I am assembling a single-core CPU performance benchmark for various HPC libraries from the modern Python ecosystem. I would like to include JAX, and first results seem very promising, but I'm failing to restrict it to a single thread. As far as I can tell, there is no corresponding setting in jax.config, and it doesn't listen to any of the popular flags (e.g. OMP_NUM_THREADS).
I installed JAX and jaxlib from PyPI on OSX.
Is there any way to pull this off?
Hey @dionhaefner ! I had a similar issue: https://github.com/google/jax/issues/743 HTH
We should document the solution we figured out in #743.
Hmm, unfortunately that doesn't seem to do it.
I am using this script for testing:
import jax
@jax.jit
def bench(sa, ct, p):
return sa + ct * p
def run(sa, ct, p):
return bench(sa, ct, p).block_until_ready()
if __name__ == '__main__':
import numpy
size = 10_000_000
s = numpy.random.rand(size)
t = numpy.random.rand(size)
p = numpy.random.rand(size)
for _ in range(100):
run(s, t, p)
Running this gives:
XLA_FLAGS="--xla_cpu_multi_thread_eigen=false intra_op_parallelism_threads=1 inter_op_parallelism_threads=1" time python bench_jax.py
<snip>/lib/python3.7/site-packages/jax/lib/xla_bridge.py:115: UserWarning: No GPU/TPU found, falling back to CPU.
warnings.warn('No GPU/TPU found, falling back to CPU.')
6.64 real 10.59 user 1.98 sys
Note the lower real than user time. Looking at the resource monitor, I can see ~180% CPU usage.
I'm having the same issue trying to run jax on an HPC with multiple CPUs. The solution from #743 doesn't work for me either.
I tried setting
os.environ['MKL_NUM_THREADS']='1'
os.environ['OPENBLAS_NUM_THREADS']='1'
os.environ["NUM_INTER_THREADS"]="1"
os.environ["NUM_INTRA_THREADS"]="1"
os.environ["XLA_FLAGS"] = ("--xla_cpu_multi_thread_eigen=false "
"intra_op_parallelism_threads=1")
I'm getting RuntimeError: Resource temporarily unavailable on the HPC and on my laptop I can see how the code uses more than one CPU.
@dionhaefner did you manage to et around this problem?

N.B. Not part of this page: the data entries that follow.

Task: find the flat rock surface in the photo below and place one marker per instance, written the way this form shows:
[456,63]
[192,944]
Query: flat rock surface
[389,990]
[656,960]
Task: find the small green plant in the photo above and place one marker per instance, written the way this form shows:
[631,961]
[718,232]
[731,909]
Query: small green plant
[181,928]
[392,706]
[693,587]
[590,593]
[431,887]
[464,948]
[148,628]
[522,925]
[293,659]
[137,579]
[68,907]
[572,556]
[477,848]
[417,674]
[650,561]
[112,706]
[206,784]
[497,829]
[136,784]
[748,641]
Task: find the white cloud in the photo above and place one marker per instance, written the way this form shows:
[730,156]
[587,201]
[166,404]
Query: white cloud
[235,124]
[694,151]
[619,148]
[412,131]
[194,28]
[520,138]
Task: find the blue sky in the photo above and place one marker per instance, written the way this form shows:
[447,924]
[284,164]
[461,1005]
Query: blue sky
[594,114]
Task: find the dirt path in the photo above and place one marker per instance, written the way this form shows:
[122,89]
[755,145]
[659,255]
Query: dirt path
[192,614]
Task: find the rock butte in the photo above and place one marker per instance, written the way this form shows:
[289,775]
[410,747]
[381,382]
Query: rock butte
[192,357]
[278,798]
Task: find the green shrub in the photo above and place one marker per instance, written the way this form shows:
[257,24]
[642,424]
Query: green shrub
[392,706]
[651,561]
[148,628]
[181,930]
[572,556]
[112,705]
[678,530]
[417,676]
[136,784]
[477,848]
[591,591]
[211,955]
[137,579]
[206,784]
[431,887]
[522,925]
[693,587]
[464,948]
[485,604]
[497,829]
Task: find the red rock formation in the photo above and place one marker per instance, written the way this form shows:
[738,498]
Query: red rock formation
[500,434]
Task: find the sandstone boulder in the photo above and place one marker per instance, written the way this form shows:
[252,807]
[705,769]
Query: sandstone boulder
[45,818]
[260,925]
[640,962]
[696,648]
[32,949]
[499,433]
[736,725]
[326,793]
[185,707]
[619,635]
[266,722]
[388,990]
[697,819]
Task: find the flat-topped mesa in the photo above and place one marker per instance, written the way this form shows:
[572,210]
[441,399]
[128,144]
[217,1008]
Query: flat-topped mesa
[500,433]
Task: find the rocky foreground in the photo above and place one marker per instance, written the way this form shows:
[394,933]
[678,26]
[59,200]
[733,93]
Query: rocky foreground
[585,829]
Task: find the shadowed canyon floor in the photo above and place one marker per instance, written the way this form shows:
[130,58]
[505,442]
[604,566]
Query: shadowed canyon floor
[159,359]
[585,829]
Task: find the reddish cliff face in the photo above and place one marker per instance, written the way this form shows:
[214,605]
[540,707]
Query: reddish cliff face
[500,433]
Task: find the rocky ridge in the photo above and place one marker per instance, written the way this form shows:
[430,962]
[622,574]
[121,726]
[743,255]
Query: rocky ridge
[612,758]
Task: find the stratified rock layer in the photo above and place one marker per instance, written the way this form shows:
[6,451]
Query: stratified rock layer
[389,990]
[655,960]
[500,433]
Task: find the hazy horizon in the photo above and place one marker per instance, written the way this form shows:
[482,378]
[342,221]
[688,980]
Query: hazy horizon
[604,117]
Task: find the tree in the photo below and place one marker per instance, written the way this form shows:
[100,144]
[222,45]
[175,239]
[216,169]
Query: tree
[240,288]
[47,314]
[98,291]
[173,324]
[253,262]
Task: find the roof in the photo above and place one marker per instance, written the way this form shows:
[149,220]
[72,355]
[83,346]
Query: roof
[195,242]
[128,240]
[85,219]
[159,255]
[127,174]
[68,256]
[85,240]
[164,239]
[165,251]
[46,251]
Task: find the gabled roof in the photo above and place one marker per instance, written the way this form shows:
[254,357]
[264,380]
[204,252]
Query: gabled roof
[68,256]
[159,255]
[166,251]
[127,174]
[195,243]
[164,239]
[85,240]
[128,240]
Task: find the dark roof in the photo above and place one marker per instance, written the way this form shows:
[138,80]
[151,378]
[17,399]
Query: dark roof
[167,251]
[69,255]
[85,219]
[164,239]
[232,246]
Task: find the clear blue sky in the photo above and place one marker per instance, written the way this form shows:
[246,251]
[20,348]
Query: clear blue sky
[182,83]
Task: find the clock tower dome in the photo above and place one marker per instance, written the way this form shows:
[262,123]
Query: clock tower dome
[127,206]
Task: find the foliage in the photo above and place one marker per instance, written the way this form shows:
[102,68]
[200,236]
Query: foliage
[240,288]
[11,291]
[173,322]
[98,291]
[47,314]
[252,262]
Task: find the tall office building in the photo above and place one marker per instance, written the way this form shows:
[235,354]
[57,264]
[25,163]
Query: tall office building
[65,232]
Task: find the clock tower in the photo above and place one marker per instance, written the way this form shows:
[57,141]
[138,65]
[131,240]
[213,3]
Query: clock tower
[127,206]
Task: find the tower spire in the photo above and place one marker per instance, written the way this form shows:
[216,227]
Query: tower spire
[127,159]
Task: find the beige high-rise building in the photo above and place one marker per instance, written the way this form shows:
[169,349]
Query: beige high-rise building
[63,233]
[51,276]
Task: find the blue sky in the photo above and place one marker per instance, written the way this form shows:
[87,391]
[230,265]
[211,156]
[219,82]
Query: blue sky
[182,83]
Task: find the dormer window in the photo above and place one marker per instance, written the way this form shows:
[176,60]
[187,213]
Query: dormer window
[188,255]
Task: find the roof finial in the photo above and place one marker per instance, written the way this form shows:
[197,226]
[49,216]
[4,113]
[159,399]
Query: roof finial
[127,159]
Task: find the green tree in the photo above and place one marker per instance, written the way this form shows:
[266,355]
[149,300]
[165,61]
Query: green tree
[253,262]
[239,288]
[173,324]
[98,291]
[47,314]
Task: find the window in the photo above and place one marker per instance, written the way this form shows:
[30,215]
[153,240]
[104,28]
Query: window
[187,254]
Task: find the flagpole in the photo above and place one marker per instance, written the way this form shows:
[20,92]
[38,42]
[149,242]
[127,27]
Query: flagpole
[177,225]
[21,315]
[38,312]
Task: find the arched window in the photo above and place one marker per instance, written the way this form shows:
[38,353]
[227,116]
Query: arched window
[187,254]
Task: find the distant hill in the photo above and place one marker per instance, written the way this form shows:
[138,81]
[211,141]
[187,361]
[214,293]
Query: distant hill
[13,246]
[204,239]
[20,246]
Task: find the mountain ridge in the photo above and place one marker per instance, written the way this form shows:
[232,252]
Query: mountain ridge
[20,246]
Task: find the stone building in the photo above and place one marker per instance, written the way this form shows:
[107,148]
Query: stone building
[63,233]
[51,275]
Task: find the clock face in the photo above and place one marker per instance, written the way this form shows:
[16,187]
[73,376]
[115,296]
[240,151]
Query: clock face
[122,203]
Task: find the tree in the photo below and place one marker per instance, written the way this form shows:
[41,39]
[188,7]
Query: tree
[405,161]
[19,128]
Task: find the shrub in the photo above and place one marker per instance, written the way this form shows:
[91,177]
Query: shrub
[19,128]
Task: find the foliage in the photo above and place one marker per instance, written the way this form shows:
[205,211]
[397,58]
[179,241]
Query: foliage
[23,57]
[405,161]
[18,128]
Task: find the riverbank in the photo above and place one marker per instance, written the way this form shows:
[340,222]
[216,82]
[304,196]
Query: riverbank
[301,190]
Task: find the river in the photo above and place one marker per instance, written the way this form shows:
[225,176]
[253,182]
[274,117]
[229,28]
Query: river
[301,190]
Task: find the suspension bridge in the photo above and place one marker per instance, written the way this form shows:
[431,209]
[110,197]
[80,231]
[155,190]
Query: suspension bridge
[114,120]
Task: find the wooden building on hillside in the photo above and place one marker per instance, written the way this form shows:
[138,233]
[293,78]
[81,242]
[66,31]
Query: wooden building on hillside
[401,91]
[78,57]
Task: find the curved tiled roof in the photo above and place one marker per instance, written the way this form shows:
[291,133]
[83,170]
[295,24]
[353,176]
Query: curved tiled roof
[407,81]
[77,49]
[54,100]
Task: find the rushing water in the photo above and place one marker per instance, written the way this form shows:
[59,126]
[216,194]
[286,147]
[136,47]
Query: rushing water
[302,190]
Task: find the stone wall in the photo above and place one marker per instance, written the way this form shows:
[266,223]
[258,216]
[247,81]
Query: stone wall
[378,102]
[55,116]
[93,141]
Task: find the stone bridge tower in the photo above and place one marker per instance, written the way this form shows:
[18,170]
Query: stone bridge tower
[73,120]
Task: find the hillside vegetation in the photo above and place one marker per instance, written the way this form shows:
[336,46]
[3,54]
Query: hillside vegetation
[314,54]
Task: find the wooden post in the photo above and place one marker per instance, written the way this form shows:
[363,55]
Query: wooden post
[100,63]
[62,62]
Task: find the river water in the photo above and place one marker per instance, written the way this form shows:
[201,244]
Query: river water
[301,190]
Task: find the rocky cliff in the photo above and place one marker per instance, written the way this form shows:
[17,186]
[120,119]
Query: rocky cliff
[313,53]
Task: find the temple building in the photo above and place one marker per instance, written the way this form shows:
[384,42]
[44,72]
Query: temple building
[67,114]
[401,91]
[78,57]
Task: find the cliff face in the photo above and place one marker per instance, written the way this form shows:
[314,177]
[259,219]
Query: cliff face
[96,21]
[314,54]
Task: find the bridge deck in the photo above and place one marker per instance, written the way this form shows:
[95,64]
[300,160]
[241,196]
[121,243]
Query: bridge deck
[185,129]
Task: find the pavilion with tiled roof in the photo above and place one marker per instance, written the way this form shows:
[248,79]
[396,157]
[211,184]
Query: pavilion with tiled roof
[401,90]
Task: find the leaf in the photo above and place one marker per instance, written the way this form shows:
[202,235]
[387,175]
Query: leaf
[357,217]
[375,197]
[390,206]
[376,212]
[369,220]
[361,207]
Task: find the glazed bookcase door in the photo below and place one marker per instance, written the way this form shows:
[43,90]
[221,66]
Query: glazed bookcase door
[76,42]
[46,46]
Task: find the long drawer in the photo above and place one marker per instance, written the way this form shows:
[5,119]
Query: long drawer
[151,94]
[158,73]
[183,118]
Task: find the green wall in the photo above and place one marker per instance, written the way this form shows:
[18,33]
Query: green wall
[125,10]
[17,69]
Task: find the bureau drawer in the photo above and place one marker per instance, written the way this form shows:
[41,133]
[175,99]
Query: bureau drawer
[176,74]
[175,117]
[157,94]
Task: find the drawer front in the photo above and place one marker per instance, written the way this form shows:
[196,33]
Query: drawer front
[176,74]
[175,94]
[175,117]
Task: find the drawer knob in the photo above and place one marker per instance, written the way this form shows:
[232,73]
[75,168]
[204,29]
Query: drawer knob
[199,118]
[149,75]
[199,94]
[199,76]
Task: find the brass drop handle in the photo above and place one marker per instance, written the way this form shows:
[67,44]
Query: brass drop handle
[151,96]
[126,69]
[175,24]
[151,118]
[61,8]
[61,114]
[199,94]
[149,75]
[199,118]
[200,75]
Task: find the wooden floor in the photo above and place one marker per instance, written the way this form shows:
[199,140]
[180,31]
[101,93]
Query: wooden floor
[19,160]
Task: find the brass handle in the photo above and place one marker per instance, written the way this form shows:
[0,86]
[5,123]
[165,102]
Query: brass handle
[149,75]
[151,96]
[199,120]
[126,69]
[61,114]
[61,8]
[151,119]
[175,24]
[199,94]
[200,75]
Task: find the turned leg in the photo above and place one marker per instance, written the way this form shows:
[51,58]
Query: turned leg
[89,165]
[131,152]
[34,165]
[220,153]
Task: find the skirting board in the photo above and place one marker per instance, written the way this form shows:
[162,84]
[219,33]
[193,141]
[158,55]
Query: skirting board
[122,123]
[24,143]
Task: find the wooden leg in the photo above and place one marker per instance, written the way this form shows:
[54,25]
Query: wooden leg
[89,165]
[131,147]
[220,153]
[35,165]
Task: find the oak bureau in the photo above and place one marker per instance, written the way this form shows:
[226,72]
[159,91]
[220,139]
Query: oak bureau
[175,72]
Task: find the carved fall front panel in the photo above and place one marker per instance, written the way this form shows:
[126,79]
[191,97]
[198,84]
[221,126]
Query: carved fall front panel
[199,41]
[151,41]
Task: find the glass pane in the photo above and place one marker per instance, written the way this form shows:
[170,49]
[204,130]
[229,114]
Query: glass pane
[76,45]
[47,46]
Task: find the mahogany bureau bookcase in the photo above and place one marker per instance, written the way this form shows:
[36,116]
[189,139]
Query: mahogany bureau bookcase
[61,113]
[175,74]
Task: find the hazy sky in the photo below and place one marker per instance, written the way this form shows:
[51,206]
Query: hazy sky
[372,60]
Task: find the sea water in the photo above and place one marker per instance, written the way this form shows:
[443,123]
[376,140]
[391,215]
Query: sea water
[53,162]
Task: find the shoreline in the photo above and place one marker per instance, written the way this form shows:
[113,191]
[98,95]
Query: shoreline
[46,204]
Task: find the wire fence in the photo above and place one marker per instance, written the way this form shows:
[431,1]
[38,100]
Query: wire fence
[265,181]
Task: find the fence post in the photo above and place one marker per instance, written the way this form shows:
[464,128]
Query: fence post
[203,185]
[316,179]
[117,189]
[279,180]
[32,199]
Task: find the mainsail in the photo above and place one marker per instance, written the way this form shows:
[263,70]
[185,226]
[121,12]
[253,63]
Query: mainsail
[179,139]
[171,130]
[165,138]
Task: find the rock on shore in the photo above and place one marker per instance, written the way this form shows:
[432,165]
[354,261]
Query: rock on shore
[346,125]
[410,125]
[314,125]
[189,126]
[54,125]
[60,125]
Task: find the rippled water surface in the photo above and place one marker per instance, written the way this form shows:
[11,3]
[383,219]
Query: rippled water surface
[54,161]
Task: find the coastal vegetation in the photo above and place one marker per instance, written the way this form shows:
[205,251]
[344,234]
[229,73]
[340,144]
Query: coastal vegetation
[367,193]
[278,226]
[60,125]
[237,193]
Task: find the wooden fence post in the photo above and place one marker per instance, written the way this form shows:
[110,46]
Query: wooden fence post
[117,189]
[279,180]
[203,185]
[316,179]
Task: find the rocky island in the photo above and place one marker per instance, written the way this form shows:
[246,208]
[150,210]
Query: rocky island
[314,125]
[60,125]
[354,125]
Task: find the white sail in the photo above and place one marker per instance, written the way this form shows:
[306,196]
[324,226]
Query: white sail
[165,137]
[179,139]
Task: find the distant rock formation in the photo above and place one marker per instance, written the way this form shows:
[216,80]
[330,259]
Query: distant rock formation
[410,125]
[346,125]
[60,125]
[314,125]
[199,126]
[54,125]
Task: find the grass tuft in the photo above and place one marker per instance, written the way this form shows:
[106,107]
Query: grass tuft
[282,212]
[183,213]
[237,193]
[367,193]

And here's the jax mnist example, where I tried to disable multithreading putting the above flags in the beginning of the python script, but it doesn't work :(
Maybe you could try the threadpoolctl library to set the number of threads for all backends. (BLAS, openmp, MKL, ... that is. I don't mean JAX backends.)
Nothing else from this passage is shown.